Advancing a National Agenda to Eliminate Disparities in Pain Care: Directions for Health Policy, Education, Practice, and Research

Authors


  • Conflict of Interest/Disclosure information: There are no financial relationships of any of the author or their family members with a cumulative value of more than $10,000 per year in the last 3 years, with any company or entity whose products may be related to the topic of this manuscript for all authors.

Salimah H. Meghani, PhD, MBE, CRNP, Assistant Professor, Department of Biobehavioral Health Sciences, NewCourtland Center for Transitions & Health, Associate Fellow, Center for Bioethics, University of Pennsylvania, Claire M. Fagin Hall, 418 Curie Boulevard, Room 337, Philadelphia, PA 19104-4217, USA. Tel: 215-573-7128, Fax: 215-573-7507; E-mail: meghanis@nursing.upenn.edu.

Abstract

Background.  Pain is strongly associated with significant personal and societal costs. A crucial element of any initiative on pain must focus on eliminating pain care disparities that are pervasive throughout the United States health care settings.

Objectives.  This report focuses on macro-level factors related to pain care disparities in the United States that may be amenable to policy interventions.

Methods.  We identify concrete opportunities for achieving equity in pain care, especially those occasioned by recent legislative changes in the United States health care system. An aggressive policy, advocacy, and research agenda is synthesized in five domains: 1) structural/system; 2) policy and advocacy; 3) workforce; 4) provider; and 5) research.

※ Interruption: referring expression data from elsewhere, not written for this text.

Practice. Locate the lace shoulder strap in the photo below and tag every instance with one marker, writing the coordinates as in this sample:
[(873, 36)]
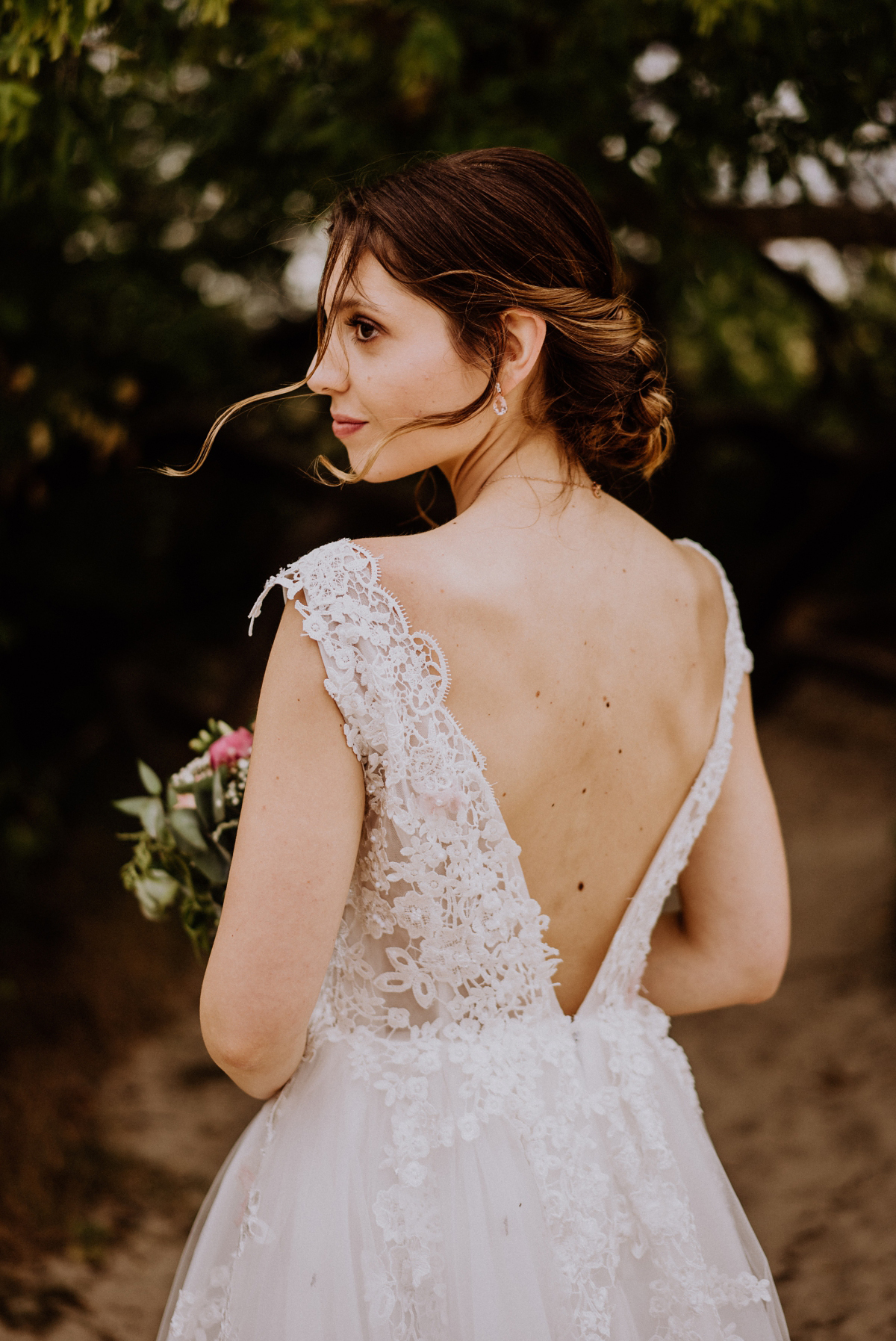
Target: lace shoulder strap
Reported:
[(738, 659), (376, 669)]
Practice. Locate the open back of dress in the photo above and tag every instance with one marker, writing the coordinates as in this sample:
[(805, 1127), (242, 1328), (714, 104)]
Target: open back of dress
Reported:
[(455, 1159)]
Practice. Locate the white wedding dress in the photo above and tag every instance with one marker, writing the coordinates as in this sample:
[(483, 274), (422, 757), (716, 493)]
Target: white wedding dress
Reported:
[(455, 1159)]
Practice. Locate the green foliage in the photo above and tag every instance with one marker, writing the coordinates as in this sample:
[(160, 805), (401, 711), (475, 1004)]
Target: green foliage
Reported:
[(182, 855), (161, 164)]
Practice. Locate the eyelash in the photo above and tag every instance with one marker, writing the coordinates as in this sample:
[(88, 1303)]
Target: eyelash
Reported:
[(357, 322)]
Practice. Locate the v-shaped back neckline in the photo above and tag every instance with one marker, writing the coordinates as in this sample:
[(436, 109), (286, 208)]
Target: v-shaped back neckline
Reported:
[(720, 743)]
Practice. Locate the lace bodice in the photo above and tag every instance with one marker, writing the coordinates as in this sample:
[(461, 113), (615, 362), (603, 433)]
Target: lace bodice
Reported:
[(441, 985), (440, 922)]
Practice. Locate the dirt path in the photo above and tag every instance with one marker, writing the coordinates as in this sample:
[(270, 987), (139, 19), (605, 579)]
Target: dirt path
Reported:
[(800, 1093)]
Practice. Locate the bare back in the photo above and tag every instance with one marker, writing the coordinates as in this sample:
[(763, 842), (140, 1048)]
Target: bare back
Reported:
[(587, 656)]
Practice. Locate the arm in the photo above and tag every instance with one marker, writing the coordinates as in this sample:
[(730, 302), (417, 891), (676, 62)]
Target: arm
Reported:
[(292, 864), (729, 943)]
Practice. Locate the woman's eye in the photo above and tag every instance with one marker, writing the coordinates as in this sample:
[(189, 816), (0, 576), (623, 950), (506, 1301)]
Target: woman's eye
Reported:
[(364, 332)]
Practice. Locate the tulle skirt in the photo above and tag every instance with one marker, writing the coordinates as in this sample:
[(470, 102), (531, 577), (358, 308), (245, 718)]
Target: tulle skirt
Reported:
[(293, 1239)]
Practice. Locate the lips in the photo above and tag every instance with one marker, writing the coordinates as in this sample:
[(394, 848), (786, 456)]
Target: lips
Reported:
[(344, 427)]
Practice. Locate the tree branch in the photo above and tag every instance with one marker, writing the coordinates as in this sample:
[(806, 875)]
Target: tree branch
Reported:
[(837, 224)]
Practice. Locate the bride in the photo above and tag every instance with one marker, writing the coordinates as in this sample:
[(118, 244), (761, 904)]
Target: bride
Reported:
[(444, 956)]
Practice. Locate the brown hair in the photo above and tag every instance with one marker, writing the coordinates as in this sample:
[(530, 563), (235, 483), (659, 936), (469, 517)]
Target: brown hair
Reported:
[(487, 229)]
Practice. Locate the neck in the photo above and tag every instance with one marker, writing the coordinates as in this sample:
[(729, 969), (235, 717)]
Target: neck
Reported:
[(536, 453)]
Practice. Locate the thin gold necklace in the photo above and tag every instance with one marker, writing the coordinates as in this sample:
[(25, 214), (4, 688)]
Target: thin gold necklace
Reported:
[(576, 484)]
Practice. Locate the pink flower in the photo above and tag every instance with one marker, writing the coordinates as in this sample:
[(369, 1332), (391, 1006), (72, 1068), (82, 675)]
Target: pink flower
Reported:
[(229, 749)]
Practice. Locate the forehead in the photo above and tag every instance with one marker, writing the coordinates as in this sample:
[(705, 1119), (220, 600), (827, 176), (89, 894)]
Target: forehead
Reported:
[(371, 286)]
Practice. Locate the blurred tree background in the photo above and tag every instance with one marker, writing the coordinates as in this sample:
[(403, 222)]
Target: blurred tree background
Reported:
[(165, 165)]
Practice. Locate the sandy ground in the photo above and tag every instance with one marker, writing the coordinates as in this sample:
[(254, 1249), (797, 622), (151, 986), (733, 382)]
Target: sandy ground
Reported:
[(800, 1093)]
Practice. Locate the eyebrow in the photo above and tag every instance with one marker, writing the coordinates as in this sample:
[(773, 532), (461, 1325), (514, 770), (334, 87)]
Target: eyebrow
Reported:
[(357, 300)]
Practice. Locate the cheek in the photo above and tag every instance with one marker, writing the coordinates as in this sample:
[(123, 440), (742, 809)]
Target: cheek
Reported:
[(411, 380)]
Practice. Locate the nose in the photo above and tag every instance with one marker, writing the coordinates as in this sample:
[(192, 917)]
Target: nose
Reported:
[(329, 374)]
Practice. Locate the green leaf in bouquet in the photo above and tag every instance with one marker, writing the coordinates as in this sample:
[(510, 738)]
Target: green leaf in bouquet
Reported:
[(219, 809), (214, 865), (204, 808), (150, 779), (155, 892), (149, 811), (188, 831)]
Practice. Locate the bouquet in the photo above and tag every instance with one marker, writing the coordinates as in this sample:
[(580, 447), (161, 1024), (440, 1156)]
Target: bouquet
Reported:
[(184, 846)]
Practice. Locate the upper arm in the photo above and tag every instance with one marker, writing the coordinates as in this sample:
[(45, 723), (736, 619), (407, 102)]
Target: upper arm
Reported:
[(292, 863), (734, 888)]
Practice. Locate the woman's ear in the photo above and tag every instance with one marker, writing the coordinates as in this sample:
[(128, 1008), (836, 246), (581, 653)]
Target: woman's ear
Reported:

Results.  Inequities in pain care remain an important and neglected health policy concern. Many direct and indirect provisions within the Affordable Care Act (ACA) and other national initiatives that leverage on ACA offer opportunities to achieve equity in pain care. These include changes in insurance, in public, provider, and legislative education, in primary care and pain specialist training, improving workforce diversity, achieving uniformity in race/ethnicity data collection, emphasizing patient-centered outcomes research, and encouraging focus on pain care disparities within the comparative effectiveness research paradigm.

Conclusions.  Recent national legislative initiatives within ACA are expected to generate multilevel efforts that will impact the flow of funding to address the pervasive issue of disparities. It is an opportune time for the pain community to take a lead in implementing a concerted agenda on pain care disparities in order to leverage these national initiatives.